Here, the present inventors have shown that the inflammatory cytokine IL-1 family molecule and the IL-17 family molecule at the onset of colorectal cancer work to promote tumor formation, and tumor formation by suppressing these cytokines It was clarified that can be suppressed. From these results, the IL-1 family molecule, IL as a target of antibody therapy expected as a fifth therapeutic method following surgery, chemotherapy, radiation therapy, immunotherapy, which are cancer treatment methods, -17 family molecules, especially IL-17F can be newly added. Therefore, the pharmaceutical composition for treating bowel disease containing the IL-17F inhibitor of the present invention can be used in the field of pharmaceutical manufacturing and the like.

Claims

A pharmaceutical composition for treating bowel disease, comprising an IL-17F inhibitor.
The pharmaceutical composition for treating bowel disease according to claim 1, wherein the IL-17F inhibitor is an anti-IL-17F antibody.
The pharmaceutical composition for treating bowel disease according to claim 1, which is used in combination with an IL-17A inhibitor.
The pharmaceutical composition for treating bowel disease according to claim 3, wherein the IL-17A inhibitor is an anti-IL-17A antibody and the IL-17F inhibitor is an anti-IL-17F antibody.
The pharmaceutical composition for treating bowel disease according to any one of claims 1 to 4, wherein the bowel disease is a polyp or cancer in the intestinal tract.

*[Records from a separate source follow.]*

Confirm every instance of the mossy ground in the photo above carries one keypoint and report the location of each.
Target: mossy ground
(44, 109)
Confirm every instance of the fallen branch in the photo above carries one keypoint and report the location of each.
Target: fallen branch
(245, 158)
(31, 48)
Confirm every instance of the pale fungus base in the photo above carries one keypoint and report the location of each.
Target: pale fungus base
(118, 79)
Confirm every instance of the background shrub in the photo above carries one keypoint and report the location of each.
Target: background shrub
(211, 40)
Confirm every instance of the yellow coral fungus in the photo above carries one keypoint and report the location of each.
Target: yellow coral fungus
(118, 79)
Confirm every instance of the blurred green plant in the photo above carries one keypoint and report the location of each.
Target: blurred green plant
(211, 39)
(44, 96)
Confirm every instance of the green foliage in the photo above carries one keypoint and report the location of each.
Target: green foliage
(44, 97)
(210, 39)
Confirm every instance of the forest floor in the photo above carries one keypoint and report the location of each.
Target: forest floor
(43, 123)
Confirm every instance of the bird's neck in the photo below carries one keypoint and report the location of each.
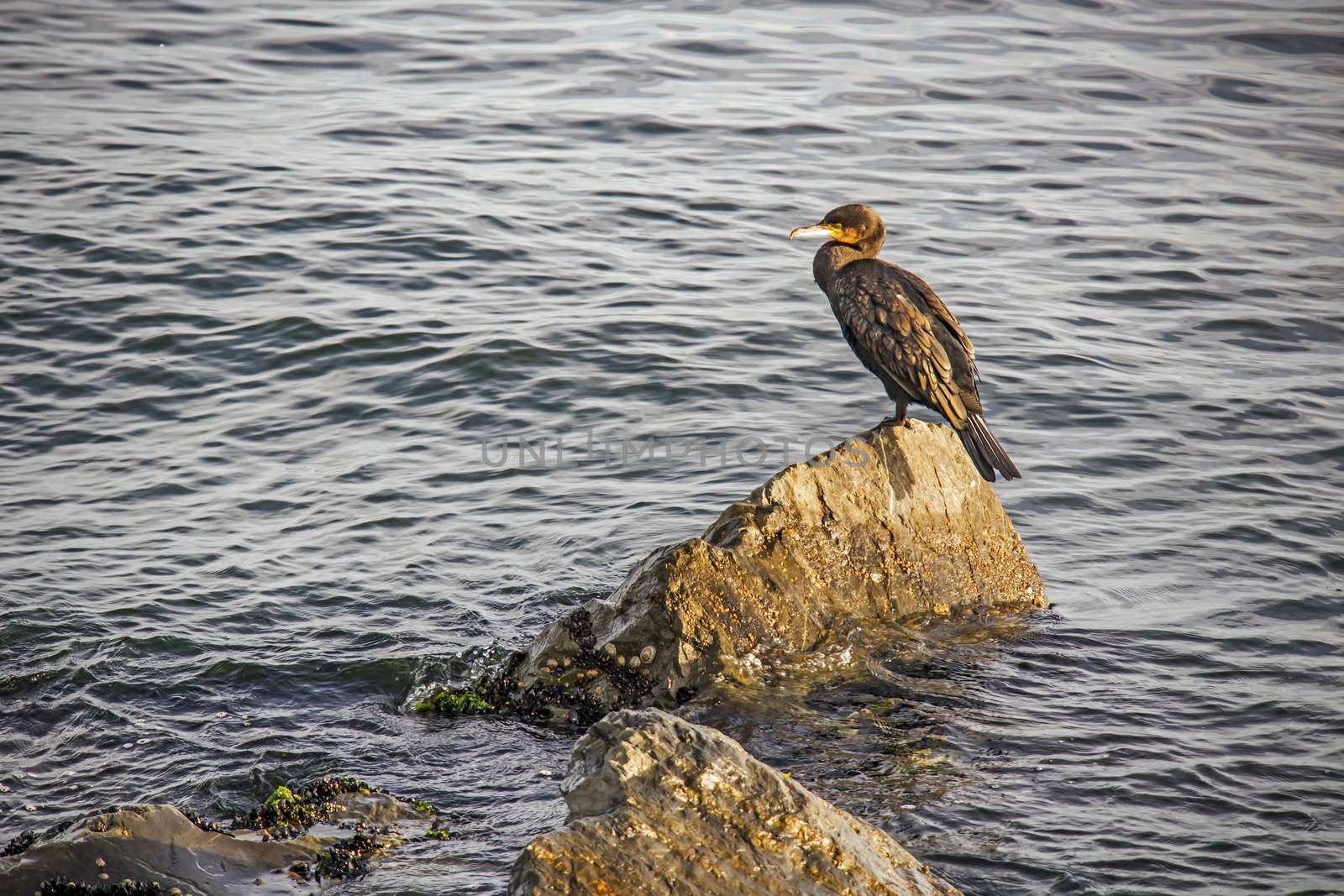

The pharmaceutical composition for treatment of intestinal diseases according to claim 5, wherein the intestinal polyp or cancer is colon polyp or colon cancer.
A method for treating bowel disease, comprising administering a therapeutically effective amount of an IL-17F inhibitor to a patient in need of such treatment.
The treatment method according to claim 7, wherein the IL-17F inhibitor is an anti-IL-17F antibody.
8. The method of treatment of claim 7, further comprising administering a therapeutically effective amount of an IL-17F inhibitor in combination with a therapeutically effective amount of the IL-17A inhibitor.
The method according to claim 9, wherein the IL-17A inhibitor is an anti-IL-17A antibody, and the IL-17F inhibitor is an anti-IL-17F antibody.
The treatment method according to any one of claims 7 to 10, wherein the bowel disease is a polyp or cancer in the intestinal tract.
The treatment method according to claim 11, wherein the polyp or cancer in the intestinal tract is a colon polyp or colorectal cancer.